His wife, a part-time teachers' aide in the same district, was supportive. His two teenage daughters were initially horrified at the thought of their friends seeing him pushing a broom or cleaning a bathroom after school. But the older one, 16-year-old Heather, says few students are comfortable talking about their parents' jobs lately.
"Some of my best friends, their parents could be out of a job and I wouldn't know," she says.
By July, unable to find other work, Mr. Duncanson seized an opportunity to take a custodian's job full-time. He was assigned to Stoney Creek, a crosstown rival of the school his daughters attend. With the promotion came a raise, though it was diminished that same week when the custodians' union accepted a 25% pay cut to avert outsourcing.
Mr. Duncanson proudly notes how has been able to transfer his experience in streamlining processes to his current job as head custodian. Still, he says, "How would you like to be the guy who runs into his old co-workers and says, 'Hey, I clean toilets'?"
As Stoney Creek opened last week for Mr. Duncanson's first school year as a custodian, he considered himself one of the lucky ones. A year after the exodus began at Chrysler, many of his former co-workers are still out of work and have no steady income, health-care coverage or retirement benefits. He has all three. Even the mortgage is taken care of: He used his $50,000 buyout package to pay it off. And he's hoping to gain a builders license to supplement his income.
The evenings at the school are long -- the shift ends at midnight, after his wife and daughters have gone to bed -- and the new job is tough on his feet. The family is watching spending carefully; dinners out and big family vacations are no longer an option.
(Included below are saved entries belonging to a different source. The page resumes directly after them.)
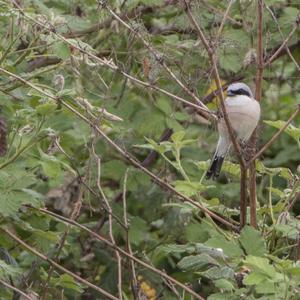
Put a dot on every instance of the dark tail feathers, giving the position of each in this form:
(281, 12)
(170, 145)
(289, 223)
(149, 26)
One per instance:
(215, 167)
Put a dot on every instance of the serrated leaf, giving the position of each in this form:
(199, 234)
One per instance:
(174, 248)
(224, 284)
(197, 262)
(262, 265)
(188, 188)
(8, 271)
(219, 272)
(291, 130)
(66, 281)
(46, 108)
(252, 241)
(61, 49)
(230, 248)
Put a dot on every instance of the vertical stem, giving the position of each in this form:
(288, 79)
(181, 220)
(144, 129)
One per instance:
(258, 83)
(243, 197)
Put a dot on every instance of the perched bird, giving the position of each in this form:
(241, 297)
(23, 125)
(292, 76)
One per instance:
(243, 112)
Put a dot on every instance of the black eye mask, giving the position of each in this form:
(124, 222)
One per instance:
(240, 92)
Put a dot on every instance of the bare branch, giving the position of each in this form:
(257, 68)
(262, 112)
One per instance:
(212, 58)
(9, 286)
(258, 92)
(57, 266)
(275, 136)
(120, 250)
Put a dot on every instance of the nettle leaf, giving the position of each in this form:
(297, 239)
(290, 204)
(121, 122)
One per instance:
(291, 130)
(262, 266)
(197, 262)
(230, 248)
(282, 172)
(174, 248)
(224, 284)
(188, 188)
(164, 105)
(8, 271)
(219, 272)
(61, 49)
(66, 281)
(213, 252)
(252, 241)
(46, 107)
(43, 240)
(14, 191)
(178, 136)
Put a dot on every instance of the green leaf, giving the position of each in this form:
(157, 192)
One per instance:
(224, 284)
(66, 281)
(197, 262)
(230, 248)
(219, 272)
(291, 130)
(164, 105)
(8, 271)
(263, 266)
(61, 49)
(46, 108)
(188, 188)
(252, 241)
(173, 248)
(254, 278)
(14, 191)
(178, 136)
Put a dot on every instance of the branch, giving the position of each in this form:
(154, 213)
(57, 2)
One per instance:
(258, 92)
(275, 136)
(111, 65)
(133, 14)
(160, 60)
(125, 154)
(57, 266)
(212, 58)
(9, 286)
(120, 250)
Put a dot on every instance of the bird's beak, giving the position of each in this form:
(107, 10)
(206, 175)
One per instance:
(230, 93)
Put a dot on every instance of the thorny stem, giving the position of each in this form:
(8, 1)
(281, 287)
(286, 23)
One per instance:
(9, 286)
(57, 266)
(258, 92)
(125, 154)
(120, 250)
(128, 246)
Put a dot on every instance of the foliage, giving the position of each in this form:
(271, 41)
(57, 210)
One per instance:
(85, 98)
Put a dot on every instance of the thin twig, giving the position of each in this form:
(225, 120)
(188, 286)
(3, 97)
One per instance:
(212, 58)
(74, 214)
(120, 250)
(110, 221)
(275, 136)
(128, 246)
(9, 286)
(225, 17)
(56, 265)
(206, 113)
(258, 92)
(284, 44)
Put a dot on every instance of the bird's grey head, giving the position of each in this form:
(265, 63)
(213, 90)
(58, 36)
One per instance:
(239, 88)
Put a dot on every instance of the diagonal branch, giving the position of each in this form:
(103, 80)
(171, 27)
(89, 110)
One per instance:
(57, 266)
(120, 250)
(212, 58)
(205, 112)
(11, 287)
(275, 136)
(125, 154)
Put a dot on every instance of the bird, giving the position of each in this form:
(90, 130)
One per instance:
(243, 113)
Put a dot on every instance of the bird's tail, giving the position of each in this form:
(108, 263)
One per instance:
(215, 167)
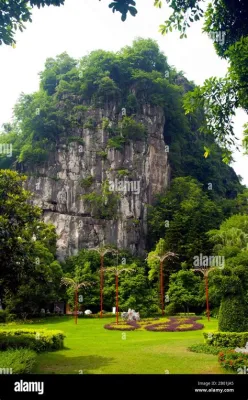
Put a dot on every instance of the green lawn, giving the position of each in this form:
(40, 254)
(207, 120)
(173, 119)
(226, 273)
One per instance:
(91, 349)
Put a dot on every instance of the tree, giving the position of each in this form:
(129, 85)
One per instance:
(102, 251)
(231, 284)
(160, 254)
(29, 274)
(118, 270)
(75, 286)
(226, 22)
(183, 216)
(184, 290)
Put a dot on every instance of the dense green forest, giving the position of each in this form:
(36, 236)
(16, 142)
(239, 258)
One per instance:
(203, 193)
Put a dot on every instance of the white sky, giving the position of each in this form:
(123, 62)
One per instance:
(81, 26)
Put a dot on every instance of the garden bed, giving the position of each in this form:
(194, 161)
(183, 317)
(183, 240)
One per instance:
(176, 324)
(172, 324)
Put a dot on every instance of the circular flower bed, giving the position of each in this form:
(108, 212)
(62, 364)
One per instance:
(175, 324)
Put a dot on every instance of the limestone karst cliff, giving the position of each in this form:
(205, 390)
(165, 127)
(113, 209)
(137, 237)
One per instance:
(58, 185)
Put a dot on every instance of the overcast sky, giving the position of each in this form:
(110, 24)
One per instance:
(81, 26)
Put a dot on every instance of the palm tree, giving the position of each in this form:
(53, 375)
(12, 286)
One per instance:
(102, 251)
(76, 286)
(161, 259)
(117, 271)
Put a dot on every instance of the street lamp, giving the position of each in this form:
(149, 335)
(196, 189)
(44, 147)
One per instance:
(205, 271)
(161, 259)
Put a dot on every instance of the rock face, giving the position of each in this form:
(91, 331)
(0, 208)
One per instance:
(84, 166)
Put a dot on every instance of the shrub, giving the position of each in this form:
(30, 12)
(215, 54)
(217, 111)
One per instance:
(233, 361)
(226, 339)
(5, 316)
(232, 315)
(206, 349)
(35, 339)
(21, 361)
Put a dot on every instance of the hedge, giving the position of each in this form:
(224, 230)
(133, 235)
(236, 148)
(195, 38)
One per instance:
(17, 361)
(226, 339)
(36, 339)
(231, 360)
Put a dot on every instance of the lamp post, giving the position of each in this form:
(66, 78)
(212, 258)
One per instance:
(76, 286)
(205, 271)
(102, 251)
(161, 259)
(117, 271)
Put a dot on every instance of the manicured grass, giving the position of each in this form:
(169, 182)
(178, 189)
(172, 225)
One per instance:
(91, 349)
But there are upsides. The heavy-set Mr. Duncanson has lost 25 pounds since giving up his desk job, and his cholesterol is down enough that he's off medication. The former efficiency expert has already gotten a promotion, in part for streamlining the school's daily cleanings.
More importantly, he says, his daughters have learned the value of a hard day's work, no matter what kind. Living in an affluent suburb where classmates routinely get new cars for their 16th birthdays, he says, that hasn't been easy.
"Well, yeah, it hurt," he says, of accepting a lower-paying job. "But every dollar counts."